Boeing a remporté l’appel d’offres portant sur la livraison d’avions ravitailleurs à l’armée de l’air américaine au détriment d’Airbus, la filiale d’EADS, a annoncé jeudi soir le Pentagone.Lors d’une conférence de presse, le secrétaire à l’US Air Force, Michael Donley, a précisé que le contrat attribué à l’américain représentait une valeur supérieure à 30 milliards de dollars (21,73 milliards d’euros)

Le secrétaire adjoint à la Défense, William Lynn, a garanti que la compétition avait été juste et qu’aucun camp n’avait été favorisé.

L’action Boeing a immédiatement profité de l’annonce et gagnait 3,9% dans les transactions électroniques.

La décision sur l’attribution du contrat marque un tournant dans ce dossier. Mais selon les analystes, rien ne garantit que le conflit entre Boeing et Airbus s’arrête là.

Le groupe européen dispose d’un délai de dix jours pour contester formellement la décision annoncée jeudi soir, mais les parlementaires représentant les Etats américains qui auraient bénéficié de l’attribution du contrat à Airbus pourraient tenter de l’infirmer par la voie juridique.

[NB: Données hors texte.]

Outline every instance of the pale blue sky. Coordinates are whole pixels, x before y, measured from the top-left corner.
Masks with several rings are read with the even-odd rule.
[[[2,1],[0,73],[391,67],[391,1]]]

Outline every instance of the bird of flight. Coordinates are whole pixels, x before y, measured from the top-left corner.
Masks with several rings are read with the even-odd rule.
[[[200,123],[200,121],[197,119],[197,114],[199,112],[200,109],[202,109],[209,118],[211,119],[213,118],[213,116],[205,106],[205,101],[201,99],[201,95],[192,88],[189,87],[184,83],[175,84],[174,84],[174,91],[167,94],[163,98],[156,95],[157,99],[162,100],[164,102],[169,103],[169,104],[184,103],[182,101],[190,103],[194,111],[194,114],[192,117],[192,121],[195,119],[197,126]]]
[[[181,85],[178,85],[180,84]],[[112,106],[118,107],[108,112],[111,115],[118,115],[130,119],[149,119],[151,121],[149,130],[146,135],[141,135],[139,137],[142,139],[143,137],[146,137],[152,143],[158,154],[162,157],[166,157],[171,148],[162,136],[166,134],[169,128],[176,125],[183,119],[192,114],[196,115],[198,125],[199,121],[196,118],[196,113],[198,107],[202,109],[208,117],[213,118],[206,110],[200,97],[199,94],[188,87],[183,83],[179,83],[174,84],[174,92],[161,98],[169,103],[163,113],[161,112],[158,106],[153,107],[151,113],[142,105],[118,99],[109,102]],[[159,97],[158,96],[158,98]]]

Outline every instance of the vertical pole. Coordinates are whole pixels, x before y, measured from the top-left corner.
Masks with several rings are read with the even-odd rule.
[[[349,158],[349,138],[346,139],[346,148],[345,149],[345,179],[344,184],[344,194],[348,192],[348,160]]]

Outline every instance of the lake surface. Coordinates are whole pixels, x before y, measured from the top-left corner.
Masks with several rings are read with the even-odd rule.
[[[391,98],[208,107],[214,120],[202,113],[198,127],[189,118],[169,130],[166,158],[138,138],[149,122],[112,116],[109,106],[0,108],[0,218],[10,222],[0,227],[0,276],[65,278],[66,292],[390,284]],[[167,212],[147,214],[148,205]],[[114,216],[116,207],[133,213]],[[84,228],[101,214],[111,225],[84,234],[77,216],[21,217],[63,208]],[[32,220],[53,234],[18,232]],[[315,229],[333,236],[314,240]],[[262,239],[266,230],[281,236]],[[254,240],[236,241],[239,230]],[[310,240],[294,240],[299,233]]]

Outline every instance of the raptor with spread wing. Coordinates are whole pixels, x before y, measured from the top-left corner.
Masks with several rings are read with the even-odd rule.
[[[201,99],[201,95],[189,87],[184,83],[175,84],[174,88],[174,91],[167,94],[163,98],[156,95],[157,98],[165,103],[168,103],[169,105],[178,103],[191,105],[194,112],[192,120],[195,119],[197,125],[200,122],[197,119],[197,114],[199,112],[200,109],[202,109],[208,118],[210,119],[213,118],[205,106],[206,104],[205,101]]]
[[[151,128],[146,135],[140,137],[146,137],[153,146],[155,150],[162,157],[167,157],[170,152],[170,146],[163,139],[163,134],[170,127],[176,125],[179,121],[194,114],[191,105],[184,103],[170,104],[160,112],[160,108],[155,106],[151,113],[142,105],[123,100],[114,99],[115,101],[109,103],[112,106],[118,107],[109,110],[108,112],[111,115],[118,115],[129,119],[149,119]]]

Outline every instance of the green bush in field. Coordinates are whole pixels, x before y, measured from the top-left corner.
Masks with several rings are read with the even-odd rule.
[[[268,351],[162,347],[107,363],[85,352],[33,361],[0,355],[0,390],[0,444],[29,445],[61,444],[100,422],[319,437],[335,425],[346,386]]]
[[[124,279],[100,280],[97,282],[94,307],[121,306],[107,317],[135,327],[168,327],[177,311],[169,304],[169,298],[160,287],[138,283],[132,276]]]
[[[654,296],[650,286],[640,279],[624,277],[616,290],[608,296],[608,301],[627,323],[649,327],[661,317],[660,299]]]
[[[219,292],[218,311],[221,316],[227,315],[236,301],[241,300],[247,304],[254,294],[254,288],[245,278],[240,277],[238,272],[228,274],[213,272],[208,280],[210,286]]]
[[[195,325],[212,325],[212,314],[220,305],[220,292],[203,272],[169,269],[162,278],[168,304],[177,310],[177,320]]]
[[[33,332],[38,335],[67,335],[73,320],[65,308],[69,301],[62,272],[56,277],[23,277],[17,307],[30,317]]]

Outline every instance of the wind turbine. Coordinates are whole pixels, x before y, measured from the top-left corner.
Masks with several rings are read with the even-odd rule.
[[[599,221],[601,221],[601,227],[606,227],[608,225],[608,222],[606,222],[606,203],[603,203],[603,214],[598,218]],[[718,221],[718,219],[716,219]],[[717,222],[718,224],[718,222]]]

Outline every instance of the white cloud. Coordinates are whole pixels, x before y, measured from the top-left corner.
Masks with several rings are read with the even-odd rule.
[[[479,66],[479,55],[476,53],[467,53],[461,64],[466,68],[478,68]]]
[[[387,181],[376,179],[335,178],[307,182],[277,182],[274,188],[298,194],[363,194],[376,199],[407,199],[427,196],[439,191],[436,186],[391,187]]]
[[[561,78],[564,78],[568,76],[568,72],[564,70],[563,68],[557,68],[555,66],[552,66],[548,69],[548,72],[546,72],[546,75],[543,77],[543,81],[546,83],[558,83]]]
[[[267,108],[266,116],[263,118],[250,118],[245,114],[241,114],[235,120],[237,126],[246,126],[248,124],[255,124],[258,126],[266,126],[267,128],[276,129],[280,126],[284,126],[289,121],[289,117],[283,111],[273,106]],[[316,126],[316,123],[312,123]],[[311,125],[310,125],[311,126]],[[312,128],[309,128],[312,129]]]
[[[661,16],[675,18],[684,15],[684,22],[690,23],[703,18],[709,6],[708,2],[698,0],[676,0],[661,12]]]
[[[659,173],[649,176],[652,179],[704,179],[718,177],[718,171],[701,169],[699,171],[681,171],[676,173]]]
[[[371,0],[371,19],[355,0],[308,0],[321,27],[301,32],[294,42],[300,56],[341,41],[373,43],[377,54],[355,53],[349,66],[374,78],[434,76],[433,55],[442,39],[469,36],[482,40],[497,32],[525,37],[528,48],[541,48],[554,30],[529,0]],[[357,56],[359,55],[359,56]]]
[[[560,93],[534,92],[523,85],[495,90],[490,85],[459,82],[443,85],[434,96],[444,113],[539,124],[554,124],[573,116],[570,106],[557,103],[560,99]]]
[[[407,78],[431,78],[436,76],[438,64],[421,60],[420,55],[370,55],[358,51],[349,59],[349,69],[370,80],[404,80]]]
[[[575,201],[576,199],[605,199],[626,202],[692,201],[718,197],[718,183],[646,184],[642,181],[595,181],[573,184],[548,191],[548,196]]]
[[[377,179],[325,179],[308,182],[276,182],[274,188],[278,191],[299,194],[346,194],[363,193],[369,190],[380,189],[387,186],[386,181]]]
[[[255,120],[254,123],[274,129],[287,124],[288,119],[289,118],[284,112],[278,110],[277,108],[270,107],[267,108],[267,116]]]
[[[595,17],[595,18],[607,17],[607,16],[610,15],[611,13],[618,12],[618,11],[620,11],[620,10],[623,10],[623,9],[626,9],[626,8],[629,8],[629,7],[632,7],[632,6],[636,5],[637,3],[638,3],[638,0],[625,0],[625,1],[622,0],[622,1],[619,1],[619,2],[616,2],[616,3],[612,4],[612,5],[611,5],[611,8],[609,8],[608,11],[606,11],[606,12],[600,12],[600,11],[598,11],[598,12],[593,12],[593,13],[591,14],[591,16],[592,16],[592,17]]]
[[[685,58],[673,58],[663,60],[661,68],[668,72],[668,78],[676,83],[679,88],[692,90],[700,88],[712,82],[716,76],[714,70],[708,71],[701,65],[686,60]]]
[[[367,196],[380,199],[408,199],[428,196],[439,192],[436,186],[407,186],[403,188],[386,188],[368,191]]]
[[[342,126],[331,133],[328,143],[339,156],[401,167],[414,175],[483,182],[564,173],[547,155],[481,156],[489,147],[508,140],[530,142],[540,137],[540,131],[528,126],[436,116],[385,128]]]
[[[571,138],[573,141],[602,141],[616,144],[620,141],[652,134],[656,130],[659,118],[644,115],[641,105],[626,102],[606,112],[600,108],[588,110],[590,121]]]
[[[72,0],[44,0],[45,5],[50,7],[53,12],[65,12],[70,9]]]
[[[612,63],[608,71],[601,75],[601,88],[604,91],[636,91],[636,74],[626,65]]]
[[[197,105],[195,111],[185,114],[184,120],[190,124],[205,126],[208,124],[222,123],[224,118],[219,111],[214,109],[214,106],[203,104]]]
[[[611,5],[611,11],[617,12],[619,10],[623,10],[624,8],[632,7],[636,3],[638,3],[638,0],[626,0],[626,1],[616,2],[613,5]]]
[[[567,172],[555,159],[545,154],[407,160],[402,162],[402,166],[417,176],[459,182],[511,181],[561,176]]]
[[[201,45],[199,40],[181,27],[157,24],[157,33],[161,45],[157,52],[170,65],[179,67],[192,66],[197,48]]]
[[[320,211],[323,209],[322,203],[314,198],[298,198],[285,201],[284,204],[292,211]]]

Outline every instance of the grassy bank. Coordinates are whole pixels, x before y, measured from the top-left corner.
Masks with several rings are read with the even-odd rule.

Pour le Pentagone, EADS a certes le droit de protester, mais rien ne le justifierait.

TENSIONS TRANSATLANTIQUES

L’armée de l’air américaine veut engager le remplacement de sa flotte de KC-135 Stratotankers, vieille de 50 ans, qui ravitaille chasseurs et autres avions en plein vol afin d’élargir le champ des opérations militaires.

La concurrence pour la fourniture de ces 179 « tankers » a provoqué des tensions de part et d’autre de l’Atlantique, et des conflits entre parlementaires américains soucieux de créer des emplois dans leur Etat.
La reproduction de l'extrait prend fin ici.